Vengo y estoy en una sociedad donde la mentira está institucionalizada y forma parte no sólo de la idiosincrasia, sino que es un valor añadido a la hora de gestionar la vida cotidiana y ya no digamos la profesional.
La verdad no nos agrada. La encajamos mal y la asociamos muy rápidamente con falta de consideración hacia nuestros sentimientos. Nos gusta que nos engañen. Y yo digo que, hasta cierto punto, está bien el engaño, pero cuando hay un acuerdo tácito para que así sea. Cuando el engaño no es mentira.
La mentira pura y dura es fácil de ver, se huele, se ve venir y, casi siempre, es imposible de tragar, pero está tan acomodada, está tan bien puesta, en lugares tan importantes. Viene desde tan arriba y llega tan hondo que quién va a moverla de ahí. Nadie.
Me acabo de comprar una camiseta para este verano, que no me causa más que asquito, y en la etiqueta pone: “100% Bio algodón, certificado como bio cotton, sin fertilizantes ni pesticidas, respetuoso con el medio ambiente y con nuestro Planeta” (en 17 idiomas, en serio). Es una etiqueta enorme que obviamente tuve que cortar y que  no puedo dejar de mirar con espanto. Estas letras verde esperanza en cartón reciclado. Tan mona y bien diseñada.
Cuando se derrumbó el edificio en Bangladesh con cientos de personas dentro que cosían las camisetas de algodón bio, se habló un poco de que, tal vez, no son tan buenas las condiciones de las personas que hacen nuestra ropa, que son un poquito esclavos. Y, en alguna parte de la prensa escrita (no en TV ¡oh no!), se mencionó al pasar, que había niños descalzos trabajando en fábricas que no se vinieron abajo porque son agujeros. Niños, mujeres y hombres; personas que trabajan hundidas en la miseria, explotadas por otras personas, cosiendo día y noche etiquetas respetuosas con el medioambiente. Eso sí, el algodón no tiene pesticidas, así que todos tranquilos.
Hay cursos para enseñarnos a mentir mejor porque tenemos que aprender a mentir bien, con aspavientos, énfasis y seriedad. Estudiar mucho para crear buenas y grandes mentiras que nos lleven a conseguir nuestros objetivos. Cualquiera que sean.
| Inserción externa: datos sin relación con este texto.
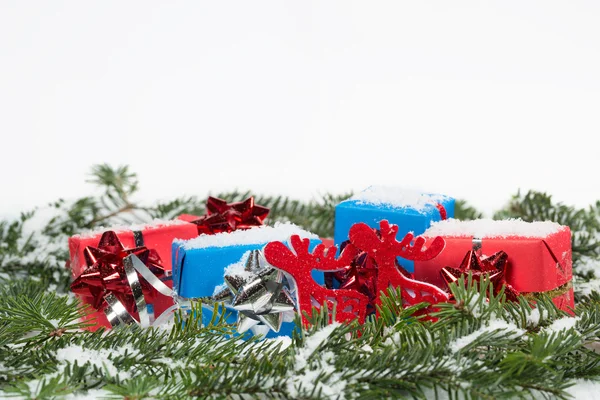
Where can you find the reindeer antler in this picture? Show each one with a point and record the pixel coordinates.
(322, 258)
(351, 304)
(366, 239)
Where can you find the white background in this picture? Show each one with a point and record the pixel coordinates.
(472, 99)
Un día asistí a uno de esos cursos de coaching que, en resumen, venía a decir que lo más importante de una empresa es el “capital humano”; las personas, dijo en tono de iluminación el que hablaba para el asombro de los oyentes. Acto seguido, nos explicó cómo hacer que ese capital humano trabajara más por menos: mintiéndoles, claro.
Veo esas etiquetas bio por todas partes. En plátanos, cebollas, jugos. También lavadoras y coches eco, empresas con sello de sostenible y de RSC (responsabilidad social corporativa). Todo mentira.
Hemos pasado de embellecer nuestras palabras apelando al afecto, a las normas de buena conducta, al amor al prójimo, para dar espacio a mentiras que ya no vienen sólo desde el mercado y la política, está dentro de nuestros estómagos y en contacto con la piel.
La Coca-cola hace la felicidad, eso es verdad. Esto ya no se discute porque, claramente, es así. En este momento la mentira ha salido de la cadena de producción. Ahora es partícula elemental de nuestro pensar y proceder. No me extrañaría que se acabara por determinar que el bosón de Higgs es una mentira (Ja).
Hemos elevado la mentira. Primero la pusimos entre nuestros valores, la acomodamos en el centro de la moral llamándola ilusión y ahora ya cotiza por encima de nosotros, las personas.